Editorial

Lubrizol : quand les capitalistes jouent avec nos vies

Depuis jeudi, les médias enchaînent les éditions spéciales pour rendre hommage à Chirac. Leur fascination pour les hommes de pouvoir a fait passer le reste de l’actualité au second plan, y compris l’incendie de l’usine Lubrizol à Rouen.

Il est encore trop tôt pour connaître toutes les conséquences de cet accident chimique sur la santé publique et l’environnement. Rappelons-nous qu’il a fallu trois mois pour réaliser que l’incendie de Notre-Dame de Paris avait engendré une pollution au plomb dangereuse pour les riverains, les enfants en particulier.

Mais, comme toujours, les autorités minimisent les risques. Pendant l’incendie, le préfet, le maire de Rouen et pas moins de quatre ministres se sont relayés pour rassurer la population.

Tout en expliquant que les fumées n’étaient pas toxiques, ils ont fait fermer les écoles d’une douzaine de communes pendant trois jours. Ils ont demandé aux agriculteurs de suspendre leurs récoltes et à la population de rester confinée. Il y a eu des problèmes respiratoires et des maux de tête. La Seine a été polluée. La suie a recouvert jardins, maisons, champs et animaux. Alors, on comprend l’angoisse des habitants. Et cet énième accident a de quoi tous nous inquiéter.

L’usine Lubrizol, bien que située à 3 km du centre-ville et entourée d’habitations, était répertoriée Seveso « seuil haut ». Elle était donc censée faire l’objet d’une surveillance renforcée, et elle s’est avérée être une véritable poudrière.

Il y a en France 705 sites industriels et chimiques classés à ce niveau de dangerosité, eh bien ce sont 705 AZF en puissance ! Car, sur le fond, rien n’a changé depuis 2001 et l’explosion de l’usine AZF à Toulouse, qui avait fait 31 morts et 2 500 blessés.

On sait désormais qu’AZF, la filiale de Total, a explosé suite à une série de négligences. L’explosion a été provoquée par le dépôt accidentel du contenu d’une benne de déchets à un endroit qu’il ne fallait pas. Elle s’explique par le manque de contrôle, de formation et de personnel, qui est censé tout faire de plus en plus vite. Toutes choses que l’on peut constater dans nombre d’entreprises aujourd’hui.

Ces usines font courir des risques insensés aux travailleurs et à la population, parce que la recherche de profits finit toujours par prendre le pas sur la sécurité.
Les pouvoirs publics forcent-ils les entreprises à être plus transparentes ? Donnent-ils les possibilités légales aux travailleurs de signaler les manquements ? Lèvent-ils le secret industriel ? Pas du tout ! Lorsqu’un incident survient, les responsables politiques, voire la justice, sont toujours très compréhensifs.

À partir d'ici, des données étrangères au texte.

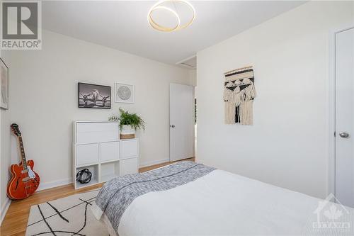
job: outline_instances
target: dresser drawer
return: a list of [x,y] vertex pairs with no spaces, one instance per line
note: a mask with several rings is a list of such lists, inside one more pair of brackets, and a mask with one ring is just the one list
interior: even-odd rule
[[119,159],[119,142],[101,142],[100,145],[101,161]]
[[118,123],[78,123],[76,129],[76,143],[98,142],[119,139]]
[[120,159],[137,157],[139,155],[139,142],[137,139],[120,140]]
[[119,175],[137,173],[137,158],[122,159],[119,162]]
[[98,144],[76,145],[76,165],[81,166],[86,164],[98,162]]

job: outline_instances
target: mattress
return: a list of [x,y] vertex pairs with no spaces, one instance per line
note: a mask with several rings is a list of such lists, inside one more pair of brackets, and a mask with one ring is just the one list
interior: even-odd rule
[[96,199],[93,214],[111,236],[354,235],[354,209],[329,198],[190,162],[118,177]]

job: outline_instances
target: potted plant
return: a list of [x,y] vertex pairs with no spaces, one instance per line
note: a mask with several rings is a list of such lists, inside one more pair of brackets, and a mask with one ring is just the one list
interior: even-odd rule
[[135,138],[137,130],[142,129],[145,130],[145,121],[136,113],[130,113],[122,108],[119,108],[120,117],[110,116],[109,120],[120,121],[119,127],[120,129],[120,138]]

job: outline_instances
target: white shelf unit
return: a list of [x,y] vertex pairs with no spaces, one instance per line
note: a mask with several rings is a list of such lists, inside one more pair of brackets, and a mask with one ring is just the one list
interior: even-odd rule
[[[75,189],[137,173],[139,140],[120,140],[119,121],[74,121],[73,182]],[[76,181],[76,173],[87,168],[92,178]]]

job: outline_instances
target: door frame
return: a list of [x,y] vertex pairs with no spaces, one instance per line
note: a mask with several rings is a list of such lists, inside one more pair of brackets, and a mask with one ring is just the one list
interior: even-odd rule
[[354,28],[354,26],[331,30],[329,33],[329,159],[327,195],[336,195],[336,35],[337,33]]
[[[188,158],[191,158],[191,157],[195,157],[195,127],[194,127],[194,111],[195,111],[195,106],[194,106],[194,101],[195,98],[195,86],[192,85],[192,84],[181,84],[181,83],[177,83],[177,82],[171,82],[169,84],[169,162],[178,162],[178,160],[172,160],[171,157],[172,157],[172,148],[171,147],[171,84],[180,84],[180,85],[186,85],[186,86],[190,86],[192,87],[192,91],[193,91],[193,112],[192,112],[192,119],[193,119],[193,149],[192,149],[192,154],[194,157],[186,157],[185,159]],[[183,159],[181,159],[183,160]]]

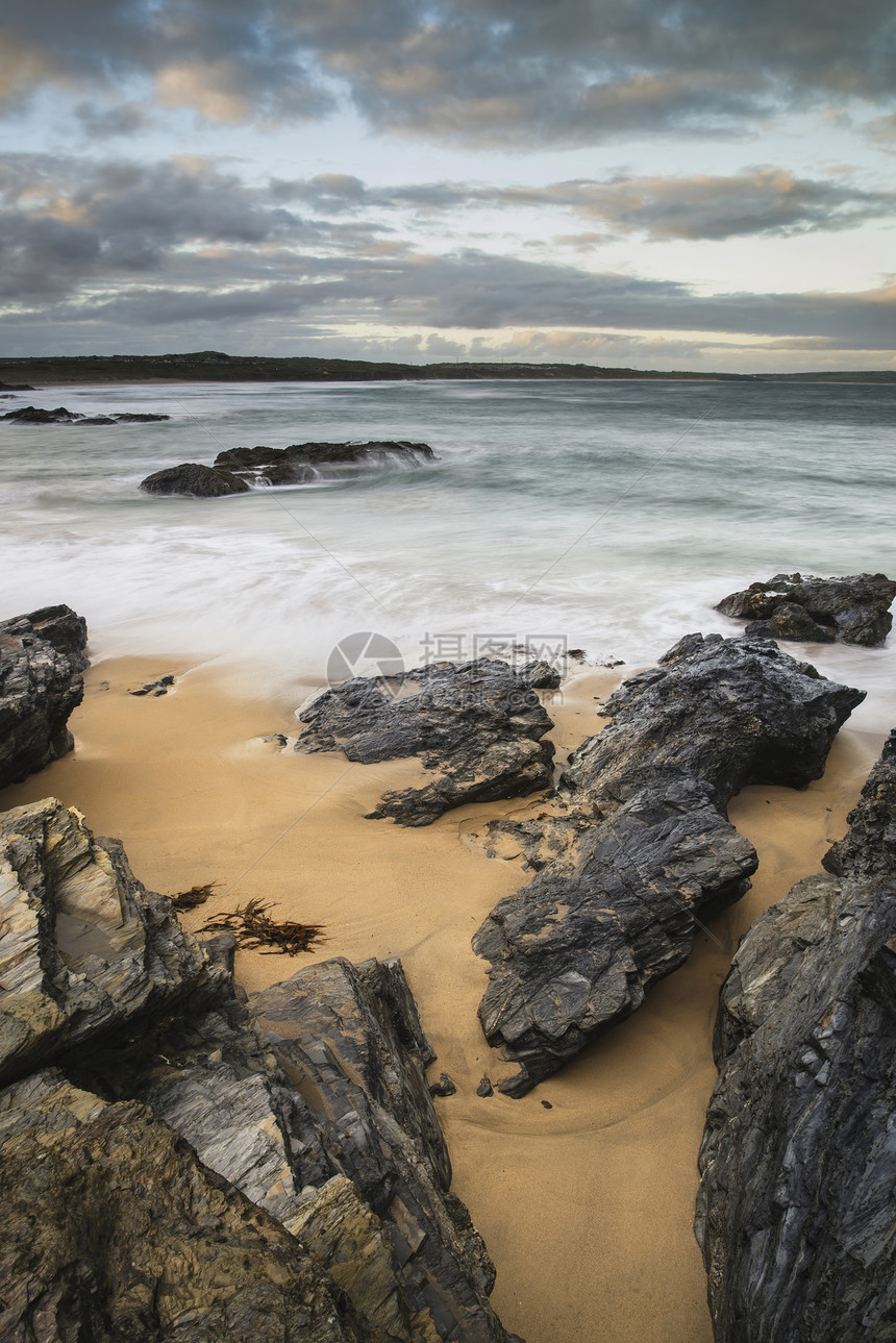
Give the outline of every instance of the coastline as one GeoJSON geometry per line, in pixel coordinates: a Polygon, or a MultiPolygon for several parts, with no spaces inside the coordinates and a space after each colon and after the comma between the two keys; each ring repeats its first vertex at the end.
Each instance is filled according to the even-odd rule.
{"type": "MultiPolygon", "coordinates": [[[[553,708],[559,760],[599,727],[595,697],[617,680],[584,672],[566,685],[553,708]]],[[[4,806],[50,794],[78,806],[98,834],[124,841],[150,889],[219,881],[208,904],[184,916],[191,928],[251,896],[326,925],[326,941],[306,956],[238,952],[249,990],[336,955],[400,956],[438,1053],[431,1077],[445,1070],[458,1086],[437,1107],[454,1189],[498,1269],[493,1304],[506,1327],[527,1343],[709,1343],[690,1223],[719,986],[752,919],[817,872],[844,834],[883,736],[846,727],[825,778],[803,792],[744,790],[731,819],[759,851],[754,889],[635,1017],[523,1100],[482,1099],[482,1074],[497,1081],[512,1069],[478,1030],[485,964],[470,936],[528,877],[516,862],[485,858],[474,834],[484,819],[532,803],[469,806],[419,830],[365,821],[386,788],[420,767],[281,753],[262,739],[294,732],[300,693],[261,700],[246,677],[234,682],[184,657],[101,661],[86,686],[70,721],[75,752],[9,788],[4,806]],[[167,673],[177,678],[172,693],[126,693],[167,673]]]]}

L’usine Lubrizol n’en était pas à son premier accident. En 2013, cette usine, qui appartient à un groupe financier propriété du multimilliardaire Warren Buffet, a été à l’origine de l’émission d’un nuage de gaz malodorant senti jusqu’en région parisienne et au sud de l’Angleterre. Elle fut alors condamnée à 4 000 euros d’amende pour négligence. Un voleur de scooter pourrait être plus lourdement condamné !

Deux ans plus tard, elle a déversé plusieurs milliers de litres d’huiles dans le réseau d’évacuation des eaux pluviales. Eh bien, cela ne l’a pas empêchée de décrocher en 2019 une autorisation d’extension de ses activités !

Du scandale de l’amiante au Dieselgate, en passant par le Mediator des laboratoires Servier et la Dépakine de Sanofi, nous savons que le grand patronat n’a aucun scrupule à prendre le risque de nous empoisonner, du moment que les profits sont là. Et, comme l’affaire du Mediator en témoigne, cela se fait souvent avec la complicité des autorités et de ceux censés contrôler industriels et laboratoires.

Alors oui, il y a de quoi se méfier des pouvoirs publics comme du grand patronat. Ils sont tous liés les uns aux autres. Ils sont tous ô combien respectueux des intérêts des grands trusts et de leur image, la planète dût-elle en crever !

Aujourd’hui à Rouen, des habitants et des associations s’organisent pour demander des comptes, et ils ont raison. Mais, là encore, c’est l’action organisée et collective des travailleurs qui sera décisive.

Notre société utilise la chimie, le gaz, le pétrole, l’énergie nucléaire. Mais ces activités dangereuses ne doivent pas être soumises au profit privé. Les salariés de ces entreprises sont capables de les contrôler et de les dénoncer, en association avec la population qui s’en préoccupe et se mobilise.

Oui, en plus de lutter contre le grand patronat pour leurs salaires et leurs conditions de travail, les travailleurs ont à combattre l’irresponsabilité de tout un système qui nous menace en permanence.